Eksantrik ve Biysantrik arasındaki farklar

Posted on
Yazar: Peter Berry
Yaratılış Tarihi: 17 Ağustos 2021
Güncelleme Tarihi: 1 Temmuz 2024
Anonim
Eksantrik ve Biysantrik arasındaki farklar - Bilim
Eksantrik ve Biysantrik arasındaki farklar - Bilim

İçerik

Çevre ile ilgili halkın endişesi, 1960'larda, Rachel Carson'ın "Silent Spring" yazmasından sonra yaygınlaştı. O zamandan bu yana, çevre ve insanların doğal dünyada oynaması gereken rolle ilgili olarak çeşitli düşünce okulları ortaya çıkmıştır. Biyo-merkezli ve eko-merkezli felsefeler, doğayı tartışmak için kullanılan birçok teorinin sadece ikisidir. Felsefeler birbirine çok benzese de, bazı önemli şekillerde farklılık gösterir.

Eksantrik Felsefe

Eksantrik bir felsefeye bağlanan insanlar ekosistemin bir bütün olarak önemine inanırlar. Çevreye yönelik işlemleriyle ilgili karar alırken ekosistemlerin canlı ve canlı olmayan bileşenlerine eşit derecede önem verirler.

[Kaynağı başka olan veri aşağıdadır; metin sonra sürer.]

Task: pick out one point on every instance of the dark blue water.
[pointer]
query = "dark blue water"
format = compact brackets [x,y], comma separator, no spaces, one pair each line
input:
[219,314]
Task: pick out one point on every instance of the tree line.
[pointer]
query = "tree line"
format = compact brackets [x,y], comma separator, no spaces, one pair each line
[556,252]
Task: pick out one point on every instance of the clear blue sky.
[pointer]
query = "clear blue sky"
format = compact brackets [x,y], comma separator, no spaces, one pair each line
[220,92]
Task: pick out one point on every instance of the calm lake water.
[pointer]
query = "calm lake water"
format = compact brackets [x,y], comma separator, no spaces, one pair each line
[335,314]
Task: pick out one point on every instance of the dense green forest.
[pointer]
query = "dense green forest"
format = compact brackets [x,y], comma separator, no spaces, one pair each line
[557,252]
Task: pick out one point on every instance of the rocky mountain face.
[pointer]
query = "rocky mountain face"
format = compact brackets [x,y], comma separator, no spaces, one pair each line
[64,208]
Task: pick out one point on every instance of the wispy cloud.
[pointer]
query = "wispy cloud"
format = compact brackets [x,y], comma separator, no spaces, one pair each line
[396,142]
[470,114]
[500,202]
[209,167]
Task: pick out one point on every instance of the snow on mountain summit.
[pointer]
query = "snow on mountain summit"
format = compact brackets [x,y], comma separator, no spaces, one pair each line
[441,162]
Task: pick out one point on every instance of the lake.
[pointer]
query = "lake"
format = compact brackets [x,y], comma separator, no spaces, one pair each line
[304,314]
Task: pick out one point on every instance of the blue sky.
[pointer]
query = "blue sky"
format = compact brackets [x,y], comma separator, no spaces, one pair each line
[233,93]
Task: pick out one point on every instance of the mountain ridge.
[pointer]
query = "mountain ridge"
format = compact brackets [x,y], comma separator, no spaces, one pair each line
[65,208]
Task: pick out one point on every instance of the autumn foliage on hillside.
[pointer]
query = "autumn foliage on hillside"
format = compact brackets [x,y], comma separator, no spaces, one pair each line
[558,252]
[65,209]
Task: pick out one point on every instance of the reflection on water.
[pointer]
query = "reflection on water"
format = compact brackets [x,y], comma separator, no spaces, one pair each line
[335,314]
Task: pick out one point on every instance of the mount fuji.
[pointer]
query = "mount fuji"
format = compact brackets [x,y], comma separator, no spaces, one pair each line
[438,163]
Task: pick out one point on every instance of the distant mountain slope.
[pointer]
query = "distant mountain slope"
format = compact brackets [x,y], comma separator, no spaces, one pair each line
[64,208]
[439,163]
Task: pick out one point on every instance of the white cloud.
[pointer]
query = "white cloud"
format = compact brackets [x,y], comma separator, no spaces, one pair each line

Bireylerde çok az öneme sahip olan bütünsel bir düşünce okulu; eko-merkezciler sadece bireylerin ekosistemleri bir bütün olarak nasıl etkilediğiyle ilgilenmektedir.

Biyoentrik Felsefe

Buna karşılık, biyo-merkezli bir felsefe, yaşayan bireylere veya çevrenin yaşayan bileşenlerine büyük önem vermektedir. Biyo-merkezli teoriler, çevrenin kimyasal ve jeolojik unsurlarını, eksantrik teorilerin yaptığı gibi, canlılar kadar önemli bulmazlar. Biyo-merkezciler tüm canlıların eşit derecede önemli olduğuna inanmaktadır. Örneğin, bir ağaç yaşamı, bir insan yaşamı kadar önemlidir. Bu, insan yaşamlarına en büyük değer verilen bir antroposentrik görüşün aksine.

Felsefi Farklılıklar

Eksantrik ve biosantrik felsefeler arasındaki en önemli fark, abiyotik çevreyi tedavi etmeleridir. Eko-merkezcilik, çevrenin yaşayan unsurlarının önemini göstermek için ekoloji çalışmasını kullanır. Biyo-merkezcilik çevrenin canlı unsurlarına odaklanmaktadır. Örneğin, iklim değişikliği tartışmasında, biyo-merkezciler, vahşi yaşam ortamlarında türlerin ve değişikliklerin göçüne neden olarak iklim değişikliğinin canlıları nasıl etkilediğine odaklanacaklardı. Eko-merkezciler bu faktörleri benzer bir argümanla kullanabilirler, ancak tartışmalardaki duruşlarını formüle ederken abiyotik dünyadaki değişiklikleri de dikkate alacaklar. Değişen deniz seviyeleri, hava koşulları ve okyanus asiditesi, bir eko-merkezcinin iklim değişikliği konusundaki görüşünü etkileyebilecek abiyotik faktörlerdir.

Felsefi Benzerlikler

Biyo-merkezli ve eko-merkezli felsefelerin ortak bir yanı var. Her ikisi de çevre ve refahı ile ilgilenen kişiler tarafından benimsendi. Her iki teori de tüm canlıların yaşamlarına büyük önem veriyor ve insan kazancı üzerindeki yaşamın güç ve finansal zenginlikteki korunmasına değer veriyor. Isıtılmış çevresel tartışmalar sırasında ortak bir zemin bulmak zor olabilir, ancak farklı felsefi inançlara sahip kişilerin genellikle benzer hedefleri olduğunu hatırlamakta yardımcı olur.